Census-designated place in Hawaii, United States

Hōlualoa (Hawaiian for 'long sled course') is a census-designated place (CDP) in the North Kona District of Hawaii County, Hawaii, United States. The population was 8,538 at the 2010 census, up from 6,107 at the 2000 census.

Hōlualoa's boundaries were altered significantly for the 2020 census. The western portion of the CDP near the coast became part of the neighboring Kailua-Kona CDP, while the eastern portion of Kailua-Kona became part of Hōlualoa. This reduced Holualoa's population to 2,994.

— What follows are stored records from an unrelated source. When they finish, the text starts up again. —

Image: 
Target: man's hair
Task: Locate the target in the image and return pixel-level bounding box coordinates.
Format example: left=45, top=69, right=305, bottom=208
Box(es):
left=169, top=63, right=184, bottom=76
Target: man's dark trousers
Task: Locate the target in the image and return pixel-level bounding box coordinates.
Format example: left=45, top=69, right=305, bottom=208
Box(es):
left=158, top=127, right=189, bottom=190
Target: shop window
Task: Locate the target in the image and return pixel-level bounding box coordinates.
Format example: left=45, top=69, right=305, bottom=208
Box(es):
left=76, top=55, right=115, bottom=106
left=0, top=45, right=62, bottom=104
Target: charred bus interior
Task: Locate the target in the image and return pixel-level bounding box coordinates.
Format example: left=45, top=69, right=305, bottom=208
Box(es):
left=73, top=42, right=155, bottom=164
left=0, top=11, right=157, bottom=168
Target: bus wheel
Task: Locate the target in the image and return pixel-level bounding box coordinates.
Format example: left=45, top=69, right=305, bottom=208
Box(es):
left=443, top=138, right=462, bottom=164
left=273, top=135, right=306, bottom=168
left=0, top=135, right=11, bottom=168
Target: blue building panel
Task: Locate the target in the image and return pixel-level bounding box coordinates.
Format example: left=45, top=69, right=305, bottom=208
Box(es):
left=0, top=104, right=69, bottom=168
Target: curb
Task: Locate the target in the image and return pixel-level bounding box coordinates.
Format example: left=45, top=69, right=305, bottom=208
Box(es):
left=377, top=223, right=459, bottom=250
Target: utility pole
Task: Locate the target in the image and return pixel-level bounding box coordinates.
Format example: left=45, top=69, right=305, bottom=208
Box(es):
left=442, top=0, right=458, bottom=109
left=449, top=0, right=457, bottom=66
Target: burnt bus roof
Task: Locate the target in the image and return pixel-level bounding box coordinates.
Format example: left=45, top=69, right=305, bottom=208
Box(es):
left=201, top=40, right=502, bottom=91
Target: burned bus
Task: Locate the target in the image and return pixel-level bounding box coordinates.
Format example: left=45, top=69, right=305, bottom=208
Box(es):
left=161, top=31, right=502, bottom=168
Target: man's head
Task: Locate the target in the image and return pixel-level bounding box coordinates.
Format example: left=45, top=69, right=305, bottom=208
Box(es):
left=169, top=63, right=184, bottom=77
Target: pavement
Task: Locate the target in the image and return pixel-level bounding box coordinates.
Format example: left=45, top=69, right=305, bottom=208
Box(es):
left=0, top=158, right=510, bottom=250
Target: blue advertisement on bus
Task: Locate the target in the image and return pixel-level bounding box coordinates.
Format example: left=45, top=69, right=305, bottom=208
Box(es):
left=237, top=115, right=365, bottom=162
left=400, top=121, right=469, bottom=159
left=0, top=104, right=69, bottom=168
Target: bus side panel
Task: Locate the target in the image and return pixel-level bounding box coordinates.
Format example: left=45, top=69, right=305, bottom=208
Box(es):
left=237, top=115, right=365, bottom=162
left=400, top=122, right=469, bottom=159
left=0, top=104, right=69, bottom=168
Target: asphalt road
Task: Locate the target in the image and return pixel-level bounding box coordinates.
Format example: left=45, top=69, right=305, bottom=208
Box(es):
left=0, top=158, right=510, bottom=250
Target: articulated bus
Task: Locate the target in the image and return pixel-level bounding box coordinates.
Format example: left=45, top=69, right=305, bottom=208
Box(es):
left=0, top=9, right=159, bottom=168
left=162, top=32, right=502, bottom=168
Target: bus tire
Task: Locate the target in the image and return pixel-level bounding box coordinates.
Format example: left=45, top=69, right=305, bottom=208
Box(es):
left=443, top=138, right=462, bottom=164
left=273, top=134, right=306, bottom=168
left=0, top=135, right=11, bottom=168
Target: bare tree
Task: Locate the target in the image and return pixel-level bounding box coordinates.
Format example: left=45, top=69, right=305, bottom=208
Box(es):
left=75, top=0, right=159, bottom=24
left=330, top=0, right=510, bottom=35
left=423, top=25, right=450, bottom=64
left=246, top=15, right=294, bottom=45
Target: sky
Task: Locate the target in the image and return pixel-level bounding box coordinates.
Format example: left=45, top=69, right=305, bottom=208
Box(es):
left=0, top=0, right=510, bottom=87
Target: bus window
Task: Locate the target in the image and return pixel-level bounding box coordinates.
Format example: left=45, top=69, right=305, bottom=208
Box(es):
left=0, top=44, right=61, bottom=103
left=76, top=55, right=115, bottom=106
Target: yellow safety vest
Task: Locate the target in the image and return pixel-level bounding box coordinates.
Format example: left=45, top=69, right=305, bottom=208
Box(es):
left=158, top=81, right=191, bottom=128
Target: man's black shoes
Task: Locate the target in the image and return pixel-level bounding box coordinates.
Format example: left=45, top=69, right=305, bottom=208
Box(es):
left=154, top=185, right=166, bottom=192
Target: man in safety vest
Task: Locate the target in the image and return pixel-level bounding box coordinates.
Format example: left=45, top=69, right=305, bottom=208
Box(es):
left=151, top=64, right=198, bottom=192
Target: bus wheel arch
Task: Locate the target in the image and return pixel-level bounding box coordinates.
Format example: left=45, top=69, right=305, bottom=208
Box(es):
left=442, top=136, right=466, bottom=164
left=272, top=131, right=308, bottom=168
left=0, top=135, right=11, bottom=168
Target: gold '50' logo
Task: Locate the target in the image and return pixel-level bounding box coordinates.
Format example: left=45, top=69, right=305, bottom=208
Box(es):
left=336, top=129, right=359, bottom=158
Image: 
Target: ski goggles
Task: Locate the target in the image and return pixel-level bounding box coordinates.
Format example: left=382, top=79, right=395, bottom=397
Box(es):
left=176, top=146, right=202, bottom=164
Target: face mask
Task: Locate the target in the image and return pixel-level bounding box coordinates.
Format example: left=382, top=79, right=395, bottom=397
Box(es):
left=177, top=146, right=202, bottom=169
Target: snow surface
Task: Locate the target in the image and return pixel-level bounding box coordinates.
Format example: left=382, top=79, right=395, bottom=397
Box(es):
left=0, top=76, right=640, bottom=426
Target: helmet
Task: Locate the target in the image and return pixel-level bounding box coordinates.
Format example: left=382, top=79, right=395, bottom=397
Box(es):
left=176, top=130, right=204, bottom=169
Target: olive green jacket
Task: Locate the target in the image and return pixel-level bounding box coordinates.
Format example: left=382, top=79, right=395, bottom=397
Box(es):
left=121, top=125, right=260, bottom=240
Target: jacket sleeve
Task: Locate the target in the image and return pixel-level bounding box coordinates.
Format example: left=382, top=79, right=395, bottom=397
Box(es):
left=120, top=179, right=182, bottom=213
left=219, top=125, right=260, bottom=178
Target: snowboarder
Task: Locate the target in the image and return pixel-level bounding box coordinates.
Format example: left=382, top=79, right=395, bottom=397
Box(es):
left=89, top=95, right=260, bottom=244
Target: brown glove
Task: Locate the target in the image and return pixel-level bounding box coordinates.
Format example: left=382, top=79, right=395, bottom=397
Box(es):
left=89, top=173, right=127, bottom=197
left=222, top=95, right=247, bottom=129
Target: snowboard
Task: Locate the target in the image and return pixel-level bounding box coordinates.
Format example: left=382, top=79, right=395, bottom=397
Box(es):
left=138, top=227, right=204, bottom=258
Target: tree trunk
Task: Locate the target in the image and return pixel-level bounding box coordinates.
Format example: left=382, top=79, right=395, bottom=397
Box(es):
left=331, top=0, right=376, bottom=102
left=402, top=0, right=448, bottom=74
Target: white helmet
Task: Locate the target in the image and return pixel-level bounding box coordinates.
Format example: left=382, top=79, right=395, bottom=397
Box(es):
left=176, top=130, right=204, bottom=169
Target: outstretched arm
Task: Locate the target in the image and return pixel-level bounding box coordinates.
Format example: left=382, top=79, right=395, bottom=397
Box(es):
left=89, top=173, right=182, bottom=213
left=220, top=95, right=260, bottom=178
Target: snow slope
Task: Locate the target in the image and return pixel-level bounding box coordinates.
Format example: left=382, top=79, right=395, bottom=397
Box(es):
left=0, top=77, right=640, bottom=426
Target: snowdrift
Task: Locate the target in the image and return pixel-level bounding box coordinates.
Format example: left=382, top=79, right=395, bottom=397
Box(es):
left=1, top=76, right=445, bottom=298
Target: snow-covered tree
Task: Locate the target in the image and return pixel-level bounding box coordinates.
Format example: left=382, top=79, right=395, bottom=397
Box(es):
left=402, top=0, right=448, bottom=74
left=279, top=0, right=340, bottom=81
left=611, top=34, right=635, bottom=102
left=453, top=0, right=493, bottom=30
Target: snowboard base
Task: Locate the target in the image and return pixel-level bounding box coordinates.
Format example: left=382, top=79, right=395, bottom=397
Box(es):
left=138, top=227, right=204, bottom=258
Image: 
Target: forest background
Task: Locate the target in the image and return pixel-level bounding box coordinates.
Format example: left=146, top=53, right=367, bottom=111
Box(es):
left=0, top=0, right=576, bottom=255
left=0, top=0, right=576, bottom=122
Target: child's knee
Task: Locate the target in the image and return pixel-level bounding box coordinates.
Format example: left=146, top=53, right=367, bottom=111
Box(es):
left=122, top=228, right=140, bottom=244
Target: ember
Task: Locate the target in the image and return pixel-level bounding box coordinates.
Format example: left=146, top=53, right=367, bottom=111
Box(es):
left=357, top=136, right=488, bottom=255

Harold Sakata, best known for his portrayal of the villain Oddjob in the 1964 James Bond film Goldfinger, was born here in 1920 as Toshiyuki Sakata. Sakata was also a medalist at the 1948 Summer Olympics for America

==Geography==
Hōlualoa is located on the west side of the island of Hawaii at . It is bordered by Kailua to the north, Honalo and Kahaluu-Keauhou to the south, and the Pacific Ocean to the west. Hawaii Route 11 is the main highway through the community, running north–south, and Hawaii Route 180 runs parallel to it farther inland.

According to the United States Census Bureau, the CDP has a total area of 37.2 km2, of which 34.2 km2 are land and 3.0 km2, or 7.99%, are water.

==Demographics==

As of the census of 2000, there were 6,107 people, 2,383 households, and 1,560 families residing in the CDP. The population density was 431.6 PD/sqmi. There were 3,330 housing units at an average density of 235.3 /sqmi. The racial makeup of the CDP was 55.51% White, 0.59% African American, 0.54% Native American, 17.11% Asian, 7.63% Pacific Islander, 1.49% from other races, and 17.13% from two or more races. Hispanic or Latino of any race were 7.35% of the population.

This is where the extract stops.